It was on july 5th, the preview of Lætitia Carton’s movie Le Grand Bal, in the small Luminor, cosy movie theater in the Marais, historical neighbourhood of Paris. It was followed by an amazing streetball organised by Paris Bal Folk, featuring Aurélien Clarambaux and Tony & The Sof. The screening was sold out, and all the parisian dancers were squeezed at the entrance to discover the movie they waited for so long. For a year and a half they watched the trailer, with a big question in mind : beyond the trailer, will the movie represent the true spirit of Gennetines, le Grand Bal, and the atmosphere of bal folk. Will it be possible to send my close relations, the non dancer ones, to the movie and finally say » Go see that movie, you’ll understand what I live and love in bal folk » ?

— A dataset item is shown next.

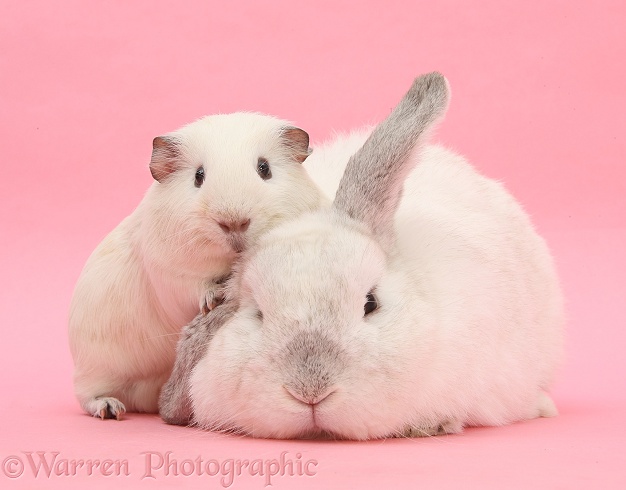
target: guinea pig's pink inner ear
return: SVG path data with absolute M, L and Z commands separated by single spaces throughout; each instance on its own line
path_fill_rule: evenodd
M 292 158 L 298 163 L 304 162 L 313 150 L 309 148 L 309 135 L 300 128 L 288 126 L 280 131 L 281 142 L 287 147 Z
M 157 136 L 152 140 L 150 173 L 154 180 L 163 182 L 178 169 L 181 160 L 181 144 L 174 136 Z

What if you’re not a dancer ?
As a dancer, you’ll see a lot of familiar faces passing by. A lot of « gosh I danced with that guy/girl too, I sooooo understand the smile on their faces ». Everyone is beautiful, the photography is gorgeous, and so is the music (of course). Everybody laugh when they see a familiar face, or a typical situation. I will ask non dancers, to see if they were captivated as I was. Some voices, some testimonies, are directly addressed to them, with accounts of people leaving early because they couldn’t integrate, people facing refusal because they’re not good enough. The movie shows the great humanity of bal folk, but isn’t hiding its flaws either.
A « neo » movie ?
I am not sure the movie will please to the more traditional dancers amongst us.

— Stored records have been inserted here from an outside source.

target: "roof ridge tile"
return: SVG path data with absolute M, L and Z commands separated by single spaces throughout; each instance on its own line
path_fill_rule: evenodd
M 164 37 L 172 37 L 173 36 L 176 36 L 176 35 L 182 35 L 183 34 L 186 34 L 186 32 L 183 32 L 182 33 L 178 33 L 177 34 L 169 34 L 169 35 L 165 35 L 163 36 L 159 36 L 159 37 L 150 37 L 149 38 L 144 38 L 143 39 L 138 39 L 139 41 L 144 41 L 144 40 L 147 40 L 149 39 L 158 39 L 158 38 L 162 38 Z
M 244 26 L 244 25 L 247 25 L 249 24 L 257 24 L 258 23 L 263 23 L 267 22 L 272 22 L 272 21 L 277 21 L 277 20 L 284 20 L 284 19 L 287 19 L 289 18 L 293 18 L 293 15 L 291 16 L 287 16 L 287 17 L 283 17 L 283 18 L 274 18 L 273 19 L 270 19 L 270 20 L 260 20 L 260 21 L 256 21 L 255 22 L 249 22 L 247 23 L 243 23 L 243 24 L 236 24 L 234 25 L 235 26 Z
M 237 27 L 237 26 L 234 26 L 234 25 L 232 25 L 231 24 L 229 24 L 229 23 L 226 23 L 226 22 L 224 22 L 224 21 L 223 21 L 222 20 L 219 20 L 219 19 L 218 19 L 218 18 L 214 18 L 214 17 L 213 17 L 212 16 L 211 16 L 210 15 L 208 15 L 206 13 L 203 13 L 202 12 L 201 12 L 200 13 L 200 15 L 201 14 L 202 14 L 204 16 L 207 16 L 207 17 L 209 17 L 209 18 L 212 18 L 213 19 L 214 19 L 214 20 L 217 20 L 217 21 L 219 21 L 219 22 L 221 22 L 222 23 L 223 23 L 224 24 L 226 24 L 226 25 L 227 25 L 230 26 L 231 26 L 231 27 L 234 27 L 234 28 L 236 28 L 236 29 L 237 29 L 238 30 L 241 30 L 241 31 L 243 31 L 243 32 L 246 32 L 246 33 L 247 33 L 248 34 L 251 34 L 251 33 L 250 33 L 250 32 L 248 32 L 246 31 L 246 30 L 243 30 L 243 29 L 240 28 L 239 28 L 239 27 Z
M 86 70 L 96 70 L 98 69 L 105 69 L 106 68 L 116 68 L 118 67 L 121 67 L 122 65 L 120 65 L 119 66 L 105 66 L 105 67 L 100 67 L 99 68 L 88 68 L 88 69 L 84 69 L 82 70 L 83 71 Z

Laetitia Carton couldn’t show everything. I guess with all the images she shot, she could have made three movies, with enough images to please beginners, experts, traditional dancers and the mazurka-hug-contact-dancers… But for me, the fundamental is here, and the movie a success. It’s beautiful, it’s delicate. And it leaves you with a smile and wish to go back to Gennetines.